Repair of (8.11)

The phenomenon of ``capture of free variables'' makes it necessary to change our definition of ``(con)textual substitution'' in predicate logic. The authors make a horrible mess of this with (8.11). We will fix 8.11 here.

Wffs and sentences

We do not need this for the repair of 8.11, but it must be mentioned somewhere, so here goes:

Here is a definition we could have mentioned earlier:

A boolean expression is also called a formula, or a well-formed formula, or just a wff.

A wff that has no free occurrences of object variables (i.e. nonboolean variables) in it is called a sentence. (It is also sometimes called a "closed formula".)

This fits with our use of "sentence" in propositional logic -- there, we had only boolean variables, so there were no occurrences of object variables at all, free or bound, back then.


We have seen that one only wants, ever, to substitute for free occurrences of object variables in expressions (the bound occurrences in some sense are not even "really there").

One wants (9.13), Instantiation,

For any boolean expression P, 
and any expression e and variable x 
of the same nonboolean syntactic type,

              (\forall x  P)  ==>  P[x:=e]       
to be a theorem scheme, and, of course, therefore, all such expressions to be ``valid formulas'' (i.e., T in all interpretations). (See below for a discussion of 9.13.) But if we blindly take ``substitute'' to mean ``mechanically replace all occurrences of the variable, whether free or not'', then we very quickly end up in absurdity.

Example 1:

In (9.13), take P to be the wff (the range is "true", so we have left it out and also left out the |: ).
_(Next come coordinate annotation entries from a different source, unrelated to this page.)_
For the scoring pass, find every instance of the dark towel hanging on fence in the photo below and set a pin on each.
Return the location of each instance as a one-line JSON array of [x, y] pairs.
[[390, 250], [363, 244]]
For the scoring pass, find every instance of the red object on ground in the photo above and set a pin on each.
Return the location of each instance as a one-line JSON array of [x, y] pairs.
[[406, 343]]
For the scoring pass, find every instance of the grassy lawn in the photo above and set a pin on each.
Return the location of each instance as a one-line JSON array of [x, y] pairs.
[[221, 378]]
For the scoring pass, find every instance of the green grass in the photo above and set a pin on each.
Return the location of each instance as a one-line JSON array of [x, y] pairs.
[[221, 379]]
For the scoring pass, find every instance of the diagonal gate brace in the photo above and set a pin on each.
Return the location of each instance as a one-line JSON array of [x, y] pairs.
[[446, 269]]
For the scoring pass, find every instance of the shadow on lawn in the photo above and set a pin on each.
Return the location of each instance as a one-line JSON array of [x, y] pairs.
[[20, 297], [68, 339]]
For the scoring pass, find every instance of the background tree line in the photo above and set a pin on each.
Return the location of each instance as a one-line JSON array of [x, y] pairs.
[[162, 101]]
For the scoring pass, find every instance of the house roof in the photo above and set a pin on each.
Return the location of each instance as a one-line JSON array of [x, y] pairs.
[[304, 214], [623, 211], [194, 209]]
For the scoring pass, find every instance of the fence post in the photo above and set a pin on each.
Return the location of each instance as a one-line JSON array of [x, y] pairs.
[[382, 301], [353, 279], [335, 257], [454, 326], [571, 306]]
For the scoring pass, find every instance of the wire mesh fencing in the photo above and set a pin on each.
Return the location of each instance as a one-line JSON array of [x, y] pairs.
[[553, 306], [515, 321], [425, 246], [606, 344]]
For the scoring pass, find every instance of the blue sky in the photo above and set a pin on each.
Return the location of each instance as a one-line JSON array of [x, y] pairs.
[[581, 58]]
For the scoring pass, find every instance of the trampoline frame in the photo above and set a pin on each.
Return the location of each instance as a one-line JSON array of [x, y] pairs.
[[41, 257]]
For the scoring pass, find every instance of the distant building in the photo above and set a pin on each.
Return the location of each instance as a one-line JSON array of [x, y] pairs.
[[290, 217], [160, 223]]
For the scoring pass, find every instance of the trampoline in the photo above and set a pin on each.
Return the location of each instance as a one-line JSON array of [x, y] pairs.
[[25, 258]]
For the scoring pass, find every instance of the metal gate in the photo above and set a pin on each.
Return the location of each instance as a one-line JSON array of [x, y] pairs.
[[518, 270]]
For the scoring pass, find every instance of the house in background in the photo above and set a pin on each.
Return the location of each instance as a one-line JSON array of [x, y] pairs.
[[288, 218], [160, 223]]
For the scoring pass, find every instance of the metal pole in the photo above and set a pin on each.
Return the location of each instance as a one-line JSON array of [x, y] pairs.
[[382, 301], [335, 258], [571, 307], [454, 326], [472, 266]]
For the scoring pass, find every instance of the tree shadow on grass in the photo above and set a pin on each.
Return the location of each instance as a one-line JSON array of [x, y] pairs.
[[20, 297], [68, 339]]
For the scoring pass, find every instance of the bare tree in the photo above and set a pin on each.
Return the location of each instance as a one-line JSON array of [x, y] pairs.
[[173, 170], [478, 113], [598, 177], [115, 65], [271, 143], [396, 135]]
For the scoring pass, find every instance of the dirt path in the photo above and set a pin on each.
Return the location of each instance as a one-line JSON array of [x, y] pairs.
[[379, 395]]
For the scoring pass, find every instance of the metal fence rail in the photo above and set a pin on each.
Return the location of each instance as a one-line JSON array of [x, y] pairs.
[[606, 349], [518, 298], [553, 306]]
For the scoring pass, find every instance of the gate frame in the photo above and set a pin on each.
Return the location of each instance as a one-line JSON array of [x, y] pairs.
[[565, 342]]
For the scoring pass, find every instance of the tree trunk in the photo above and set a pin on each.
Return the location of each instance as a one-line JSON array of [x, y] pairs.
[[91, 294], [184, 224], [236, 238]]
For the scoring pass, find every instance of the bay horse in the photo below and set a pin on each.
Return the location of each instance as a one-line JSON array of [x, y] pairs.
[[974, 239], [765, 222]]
              (\exists x   x = 3) . 
Then the antecedent in (9.13) is just this already "closed" formula quantified again universally over x . (Semantically, this second quantification does nothing.) But if we take the expression e in the consequent of (9.13) to be 5, and if we do the substitution in a bonehead, unthinking way, replacing all occurrences of x by 5, whether free or not, in P, then we get that the following is to be a theorem!:
      (\forall x|: (\exists x  x=3))   ==>   (\exists x  5=3) 
Now in the usual interpretation in the semantic type INTEGER', the antecedent here just says there is an integer that is 3, which most of us would agree with. The consequent we would not agree with....


More subtle is the phenomenon of ``capture'' of free variables upon unthinking substitution. In many traditional logics, our Theorem (9.13), Instantiation, is taken as an axiom:
    (\forall x |: P)  ==>  P[x:=e]
Semantically this just says:
"If something holds for ALL x, then it
holds for any particular ``value'' of x." 
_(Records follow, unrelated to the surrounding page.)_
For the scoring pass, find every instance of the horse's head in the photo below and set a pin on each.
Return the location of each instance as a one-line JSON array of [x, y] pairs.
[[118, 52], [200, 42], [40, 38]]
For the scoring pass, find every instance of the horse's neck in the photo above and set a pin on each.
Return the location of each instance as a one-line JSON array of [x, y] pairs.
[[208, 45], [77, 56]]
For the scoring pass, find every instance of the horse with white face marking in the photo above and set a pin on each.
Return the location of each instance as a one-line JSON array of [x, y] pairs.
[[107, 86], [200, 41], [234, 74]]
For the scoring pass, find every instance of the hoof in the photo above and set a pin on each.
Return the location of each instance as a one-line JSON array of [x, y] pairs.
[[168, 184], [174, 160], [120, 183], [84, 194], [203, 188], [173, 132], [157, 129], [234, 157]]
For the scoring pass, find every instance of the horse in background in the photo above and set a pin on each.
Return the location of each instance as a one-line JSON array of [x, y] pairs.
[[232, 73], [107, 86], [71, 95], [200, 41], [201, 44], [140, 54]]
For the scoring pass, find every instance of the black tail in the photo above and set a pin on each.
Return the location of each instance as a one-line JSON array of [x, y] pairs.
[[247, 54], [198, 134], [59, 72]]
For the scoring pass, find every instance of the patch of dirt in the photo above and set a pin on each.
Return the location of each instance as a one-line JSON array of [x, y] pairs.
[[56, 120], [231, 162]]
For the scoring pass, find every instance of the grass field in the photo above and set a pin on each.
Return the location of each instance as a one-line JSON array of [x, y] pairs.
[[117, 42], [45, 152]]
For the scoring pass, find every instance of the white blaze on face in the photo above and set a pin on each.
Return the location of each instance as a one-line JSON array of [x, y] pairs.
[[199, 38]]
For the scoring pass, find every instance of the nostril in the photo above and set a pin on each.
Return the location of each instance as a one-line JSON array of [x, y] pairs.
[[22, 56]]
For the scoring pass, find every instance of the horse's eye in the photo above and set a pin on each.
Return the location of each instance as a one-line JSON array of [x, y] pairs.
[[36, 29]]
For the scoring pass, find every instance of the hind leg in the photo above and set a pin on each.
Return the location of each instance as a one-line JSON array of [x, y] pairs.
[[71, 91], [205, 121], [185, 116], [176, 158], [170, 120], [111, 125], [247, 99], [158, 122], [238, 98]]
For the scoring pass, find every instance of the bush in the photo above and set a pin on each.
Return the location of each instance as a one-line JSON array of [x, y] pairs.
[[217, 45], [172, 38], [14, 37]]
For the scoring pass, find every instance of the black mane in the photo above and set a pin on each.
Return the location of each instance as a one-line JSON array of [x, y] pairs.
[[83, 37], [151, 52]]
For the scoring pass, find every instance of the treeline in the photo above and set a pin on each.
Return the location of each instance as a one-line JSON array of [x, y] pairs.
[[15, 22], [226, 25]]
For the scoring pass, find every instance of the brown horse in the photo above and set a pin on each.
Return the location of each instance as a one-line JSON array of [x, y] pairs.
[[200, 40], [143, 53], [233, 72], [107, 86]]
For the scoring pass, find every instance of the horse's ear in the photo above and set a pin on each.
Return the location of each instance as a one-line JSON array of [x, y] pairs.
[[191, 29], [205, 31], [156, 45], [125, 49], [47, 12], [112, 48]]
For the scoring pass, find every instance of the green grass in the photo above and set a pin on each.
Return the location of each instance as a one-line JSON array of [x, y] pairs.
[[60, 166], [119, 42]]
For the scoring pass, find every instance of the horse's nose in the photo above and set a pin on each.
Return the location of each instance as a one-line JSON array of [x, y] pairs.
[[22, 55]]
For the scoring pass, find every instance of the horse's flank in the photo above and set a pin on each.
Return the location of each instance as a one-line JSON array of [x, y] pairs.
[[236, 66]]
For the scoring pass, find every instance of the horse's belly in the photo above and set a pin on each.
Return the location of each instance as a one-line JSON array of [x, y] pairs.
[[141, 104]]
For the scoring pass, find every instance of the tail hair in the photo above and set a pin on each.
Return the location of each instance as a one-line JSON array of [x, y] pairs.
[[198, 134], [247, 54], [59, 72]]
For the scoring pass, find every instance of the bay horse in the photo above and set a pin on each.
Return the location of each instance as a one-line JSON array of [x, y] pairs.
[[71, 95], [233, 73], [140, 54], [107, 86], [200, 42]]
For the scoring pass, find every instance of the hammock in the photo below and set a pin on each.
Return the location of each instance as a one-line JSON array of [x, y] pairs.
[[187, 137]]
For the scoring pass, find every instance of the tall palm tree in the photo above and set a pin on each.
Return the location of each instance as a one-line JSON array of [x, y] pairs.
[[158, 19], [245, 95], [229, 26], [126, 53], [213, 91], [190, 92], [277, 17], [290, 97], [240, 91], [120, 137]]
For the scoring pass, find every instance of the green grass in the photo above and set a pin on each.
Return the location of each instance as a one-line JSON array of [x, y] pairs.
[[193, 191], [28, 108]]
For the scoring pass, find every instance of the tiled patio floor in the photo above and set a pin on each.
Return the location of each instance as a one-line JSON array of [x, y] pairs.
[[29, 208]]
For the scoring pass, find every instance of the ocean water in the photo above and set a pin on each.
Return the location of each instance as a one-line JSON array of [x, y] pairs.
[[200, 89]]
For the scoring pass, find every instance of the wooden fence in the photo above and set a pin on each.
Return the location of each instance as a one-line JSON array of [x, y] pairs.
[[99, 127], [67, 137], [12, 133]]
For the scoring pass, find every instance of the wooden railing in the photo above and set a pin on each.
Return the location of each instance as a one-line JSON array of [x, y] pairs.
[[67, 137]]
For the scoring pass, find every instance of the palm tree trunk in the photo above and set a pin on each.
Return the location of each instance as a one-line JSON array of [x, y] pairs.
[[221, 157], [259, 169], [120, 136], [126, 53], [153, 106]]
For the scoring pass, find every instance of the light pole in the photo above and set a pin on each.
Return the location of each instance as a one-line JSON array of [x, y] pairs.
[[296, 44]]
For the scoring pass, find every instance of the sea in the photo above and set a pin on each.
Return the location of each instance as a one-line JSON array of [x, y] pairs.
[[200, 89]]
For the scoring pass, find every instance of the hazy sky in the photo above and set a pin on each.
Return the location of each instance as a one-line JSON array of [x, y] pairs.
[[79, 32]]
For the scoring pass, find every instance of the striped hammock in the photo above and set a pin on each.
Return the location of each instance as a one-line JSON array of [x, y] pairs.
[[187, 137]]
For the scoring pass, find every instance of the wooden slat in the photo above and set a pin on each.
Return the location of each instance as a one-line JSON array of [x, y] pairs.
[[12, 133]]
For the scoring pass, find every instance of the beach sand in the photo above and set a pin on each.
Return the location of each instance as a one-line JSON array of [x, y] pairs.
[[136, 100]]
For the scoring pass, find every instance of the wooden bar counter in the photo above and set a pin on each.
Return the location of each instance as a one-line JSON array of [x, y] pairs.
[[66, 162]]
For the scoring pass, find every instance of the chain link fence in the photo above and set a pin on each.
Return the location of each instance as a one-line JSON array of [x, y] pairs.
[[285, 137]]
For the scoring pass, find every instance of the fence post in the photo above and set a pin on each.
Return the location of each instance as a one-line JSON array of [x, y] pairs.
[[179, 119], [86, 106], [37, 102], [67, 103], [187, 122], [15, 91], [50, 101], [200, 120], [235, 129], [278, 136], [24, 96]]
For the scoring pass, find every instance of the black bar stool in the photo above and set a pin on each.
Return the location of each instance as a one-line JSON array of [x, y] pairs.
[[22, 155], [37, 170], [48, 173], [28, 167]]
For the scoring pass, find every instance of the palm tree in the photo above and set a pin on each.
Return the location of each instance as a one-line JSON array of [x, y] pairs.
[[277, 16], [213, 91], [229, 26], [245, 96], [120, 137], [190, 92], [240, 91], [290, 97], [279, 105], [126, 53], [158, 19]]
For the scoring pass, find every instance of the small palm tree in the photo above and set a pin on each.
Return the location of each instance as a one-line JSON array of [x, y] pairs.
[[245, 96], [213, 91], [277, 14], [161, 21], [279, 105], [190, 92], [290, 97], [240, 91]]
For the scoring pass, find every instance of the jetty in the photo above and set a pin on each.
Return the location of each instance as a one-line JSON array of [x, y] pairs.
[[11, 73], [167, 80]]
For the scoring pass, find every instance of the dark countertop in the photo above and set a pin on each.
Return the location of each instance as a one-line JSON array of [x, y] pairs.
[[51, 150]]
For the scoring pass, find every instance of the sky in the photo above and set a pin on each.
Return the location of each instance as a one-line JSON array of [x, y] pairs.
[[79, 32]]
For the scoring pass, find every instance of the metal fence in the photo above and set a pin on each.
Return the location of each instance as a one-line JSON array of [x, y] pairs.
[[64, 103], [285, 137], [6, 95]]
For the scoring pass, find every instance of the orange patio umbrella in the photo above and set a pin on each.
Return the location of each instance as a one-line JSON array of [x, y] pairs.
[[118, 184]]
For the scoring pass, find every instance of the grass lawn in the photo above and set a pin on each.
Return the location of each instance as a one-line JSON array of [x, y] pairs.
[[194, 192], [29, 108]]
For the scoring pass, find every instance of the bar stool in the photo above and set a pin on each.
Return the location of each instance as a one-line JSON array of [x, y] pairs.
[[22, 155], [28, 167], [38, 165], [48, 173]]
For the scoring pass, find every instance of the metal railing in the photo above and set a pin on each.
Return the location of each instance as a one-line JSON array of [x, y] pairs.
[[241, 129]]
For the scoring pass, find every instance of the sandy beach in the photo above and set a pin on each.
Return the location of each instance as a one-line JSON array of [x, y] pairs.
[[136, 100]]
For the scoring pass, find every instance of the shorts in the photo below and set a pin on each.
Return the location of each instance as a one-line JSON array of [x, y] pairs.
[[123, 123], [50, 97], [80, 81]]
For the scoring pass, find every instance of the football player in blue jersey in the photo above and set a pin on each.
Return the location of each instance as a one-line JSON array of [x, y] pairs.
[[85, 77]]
But if the substitution indicated here is done naively, then we get nonsense. Here is an example (this can be found in Enderton's A Mathematical Introduction to Logic):

Example 2:

Let  P  be   ¬(\forall y   x=y) .
Then the antecedent in our (9.13) becomes a wff that we would interpret roughly thus:

For all elements x of the universe of discourse (the UD, the set we are interested in and are interpreting our wff's in), it is NOT the case that for all elements y of the UD, x is y.
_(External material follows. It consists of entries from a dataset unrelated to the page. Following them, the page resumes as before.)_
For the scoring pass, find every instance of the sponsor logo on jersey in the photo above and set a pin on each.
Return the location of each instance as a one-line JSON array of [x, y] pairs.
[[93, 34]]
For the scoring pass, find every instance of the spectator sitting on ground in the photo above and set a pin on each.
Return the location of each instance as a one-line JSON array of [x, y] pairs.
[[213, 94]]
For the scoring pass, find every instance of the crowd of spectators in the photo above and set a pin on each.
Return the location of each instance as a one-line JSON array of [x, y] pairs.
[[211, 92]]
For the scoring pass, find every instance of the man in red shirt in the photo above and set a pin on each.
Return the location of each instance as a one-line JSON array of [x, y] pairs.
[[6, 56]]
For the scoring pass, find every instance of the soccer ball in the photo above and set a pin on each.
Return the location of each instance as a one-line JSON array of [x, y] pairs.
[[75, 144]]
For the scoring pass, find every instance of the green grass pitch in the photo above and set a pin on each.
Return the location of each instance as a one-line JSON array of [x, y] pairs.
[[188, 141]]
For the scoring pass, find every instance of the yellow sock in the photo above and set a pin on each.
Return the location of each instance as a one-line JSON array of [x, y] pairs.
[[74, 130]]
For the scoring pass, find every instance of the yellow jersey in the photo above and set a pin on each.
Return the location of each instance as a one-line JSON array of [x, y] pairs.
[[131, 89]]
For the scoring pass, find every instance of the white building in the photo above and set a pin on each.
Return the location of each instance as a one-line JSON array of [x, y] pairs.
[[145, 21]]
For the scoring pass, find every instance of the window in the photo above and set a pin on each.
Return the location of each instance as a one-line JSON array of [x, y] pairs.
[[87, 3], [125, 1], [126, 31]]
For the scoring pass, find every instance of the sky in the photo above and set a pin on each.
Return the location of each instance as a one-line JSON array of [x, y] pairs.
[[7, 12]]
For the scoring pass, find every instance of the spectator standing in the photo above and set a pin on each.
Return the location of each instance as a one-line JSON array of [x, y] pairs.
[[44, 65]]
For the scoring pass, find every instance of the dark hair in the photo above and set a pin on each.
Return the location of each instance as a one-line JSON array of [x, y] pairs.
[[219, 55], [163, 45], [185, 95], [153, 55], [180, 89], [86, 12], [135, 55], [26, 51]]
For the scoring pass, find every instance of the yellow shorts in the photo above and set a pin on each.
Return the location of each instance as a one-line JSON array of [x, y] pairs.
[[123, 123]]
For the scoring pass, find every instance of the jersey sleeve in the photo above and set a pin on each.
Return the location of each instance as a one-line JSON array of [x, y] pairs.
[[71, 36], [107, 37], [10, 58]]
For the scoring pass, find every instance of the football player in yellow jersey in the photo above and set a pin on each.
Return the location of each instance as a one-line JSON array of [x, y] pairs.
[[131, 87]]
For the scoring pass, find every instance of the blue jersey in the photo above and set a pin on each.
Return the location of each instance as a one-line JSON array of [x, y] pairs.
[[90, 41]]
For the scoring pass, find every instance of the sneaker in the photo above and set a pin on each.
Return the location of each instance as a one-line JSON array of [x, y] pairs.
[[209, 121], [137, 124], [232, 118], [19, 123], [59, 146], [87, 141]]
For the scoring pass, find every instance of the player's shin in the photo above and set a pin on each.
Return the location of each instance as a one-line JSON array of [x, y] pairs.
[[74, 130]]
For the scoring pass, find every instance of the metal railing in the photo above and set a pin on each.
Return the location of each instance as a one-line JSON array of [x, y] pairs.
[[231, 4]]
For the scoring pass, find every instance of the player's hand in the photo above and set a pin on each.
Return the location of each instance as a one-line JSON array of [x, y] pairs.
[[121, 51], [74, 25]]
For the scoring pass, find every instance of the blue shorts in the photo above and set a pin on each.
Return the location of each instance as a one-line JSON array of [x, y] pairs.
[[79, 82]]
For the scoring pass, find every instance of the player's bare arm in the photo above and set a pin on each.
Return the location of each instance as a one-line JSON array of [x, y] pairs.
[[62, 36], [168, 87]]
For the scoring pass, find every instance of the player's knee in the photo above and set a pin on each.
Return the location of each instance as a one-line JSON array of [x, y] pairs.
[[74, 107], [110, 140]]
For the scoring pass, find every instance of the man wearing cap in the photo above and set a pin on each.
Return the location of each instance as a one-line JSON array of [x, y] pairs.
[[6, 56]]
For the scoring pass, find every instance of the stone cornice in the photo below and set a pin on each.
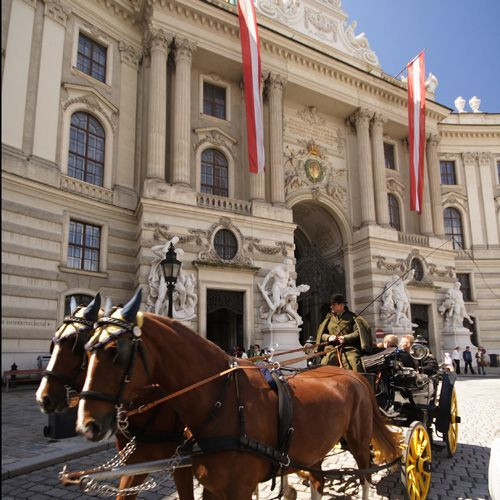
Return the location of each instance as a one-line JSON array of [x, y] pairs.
[[224, 19]]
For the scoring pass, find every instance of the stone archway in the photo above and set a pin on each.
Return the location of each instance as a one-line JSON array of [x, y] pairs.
[[319, 262]]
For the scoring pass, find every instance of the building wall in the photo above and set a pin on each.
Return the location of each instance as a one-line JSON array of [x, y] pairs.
[[323, 98]]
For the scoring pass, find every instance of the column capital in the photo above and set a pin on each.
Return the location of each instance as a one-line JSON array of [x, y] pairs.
[[184, 48], [433, 140], [485, 158], [378, 120], [469, 159], [158, 39], [275, 82], [361, 116], [57, 11], [129, 54]]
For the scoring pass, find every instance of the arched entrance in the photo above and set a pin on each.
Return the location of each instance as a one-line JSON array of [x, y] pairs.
[[319, 263]]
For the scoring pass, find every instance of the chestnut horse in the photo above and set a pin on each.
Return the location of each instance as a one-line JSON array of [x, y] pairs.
[[157, 434], [328, 402]]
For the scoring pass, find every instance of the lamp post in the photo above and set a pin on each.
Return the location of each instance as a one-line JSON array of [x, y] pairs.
[[170, 267]]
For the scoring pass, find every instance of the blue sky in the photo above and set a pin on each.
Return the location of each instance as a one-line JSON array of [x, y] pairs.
[[461, 38]]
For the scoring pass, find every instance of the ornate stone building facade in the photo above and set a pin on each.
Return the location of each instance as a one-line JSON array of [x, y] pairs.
[[123, 125]]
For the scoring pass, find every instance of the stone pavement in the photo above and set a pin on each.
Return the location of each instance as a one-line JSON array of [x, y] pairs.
[[462, 477]]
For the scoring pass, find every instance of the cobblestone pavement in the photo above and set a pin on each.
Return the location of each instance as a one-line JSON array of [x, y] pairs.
[[461, 477]]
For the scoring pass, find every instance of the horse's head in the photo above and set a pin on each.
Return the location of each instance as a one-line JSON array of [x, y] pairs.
[[65, 372], [117, 370]]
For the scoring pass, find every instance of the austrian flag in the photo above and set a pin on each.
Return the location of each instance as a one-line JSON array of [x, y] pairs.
[[250, 48], [416, 124]]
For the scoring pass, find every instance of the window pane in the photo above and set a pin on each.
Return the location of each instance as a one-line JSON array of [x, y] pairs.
[[389, 156]]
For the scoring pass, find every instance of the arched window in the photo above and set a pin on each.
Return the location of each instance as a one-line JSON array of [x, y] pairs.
[[86, 149], [394, 218], [453, 227], [214, 173]]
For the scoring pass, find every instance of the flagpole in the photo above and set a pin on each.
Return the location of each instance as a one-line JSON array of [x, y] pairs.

Now, this is clearly a true statement if the UD has at least two elements in it (an UD always has at least one element in it, by definition -- though GS do not talk about UD's...), i.e., almost always this antecedent interprets as ``T''.

But the consequent, if we do the substitution carelessly, with e being the perfectly good expression y, says

   ¬(\forall y    y=y) , 
and with the usual interpretation of = as equality of elements in an UD, this statement is NEVER ``T''. So (9.13) ends up being almost always F....


What has happened here is that the free occurrence of x in P sits in the ``scope'' of the quantifier \forall y , so that when we replace that x by the expression e, the free (i.e., real! as opposed to a bound occurrence, which is not "really" there) occurrence of y in the expression e (i.e., in the expression y) ends up becoming bound by the quantifier in P after the substitution. ``Capture'' has taken place. Semantic damage has been done.


Enderton does not spend any time/space explaining exactly why ``capture'' is bad IN GENERAL, and I won't pretend that I understand that. In the above example, we should be able to use any e and substitute carelessly, provided that the e does not contain free occurrences of y. (Somehow the ``y'' in the universal quantification over y isn't really y; it is just a placeholder. Allowing the capture as above clearly does semantic damage; I cannot articulately explain exactly WHY this should be. I think it has to do with allowing a y that is not really a y to come in contact, in P[x:=e], with a y that really is a y, but ceases to be once it lands in the scope of dummy y.)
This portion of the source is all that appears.